The man nodded and left. Huy beckoned Perti and together they began the short walk out of the temple grounds, along Ptah’s canal, and through Huy’s garden gate, the guard behind them. At the door to the apartment Huy released his men. “I’ll send for you tomorrow,” he told Perti. “The temple staff fed you, I hope.”
“They did, Master. They wanted to bring you food also, but I took it upon myself to forbid them.”
“Good. Go now.” I’m both thirsty and very hungry, Huy realized as he entered the apartment and Amunmose came sweeping towards him, but as yet I don’t crave poppy. How strange. “Get me hot food and a jug of beer,” he said as his steward came up to him. “I’ll eat and drink and then see to the dispatches in my room.”

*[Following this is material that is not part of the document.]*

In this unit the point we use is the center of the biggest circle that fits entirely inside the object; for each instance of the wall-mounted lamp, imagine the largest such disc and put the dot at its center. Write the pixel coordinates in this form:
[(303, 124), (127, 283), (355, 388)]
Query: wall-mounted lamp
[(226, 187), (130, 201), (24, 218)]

Amunmose bustled away and Huy turned to Kenofer, hovering at the door to Huy’s bedchamber. All at once the full importance of the day burst upon him and he paused. I have done what no one else has done since the time of Imhotep, he marvelled without any sense of pride. Indeed I know that I am simply standing in the wake of a great man worshipped by many. What else might Atum require of me now that the Book is complete? A vision of Amunhotep’s latest son appeared in his mind’s eye, and firmly he thrust it away. “I’ve time for a massage before Rakhaka stops grumbling and cooks for me,” he said to his body servant. “I’ve been sitting all day.” Kenofer bowed briefly without speaking. He’s learned to be quiet at last. Huy smiled to himself as he entered the room and sought his chair. Kenofer knelt and began to remove his sandals.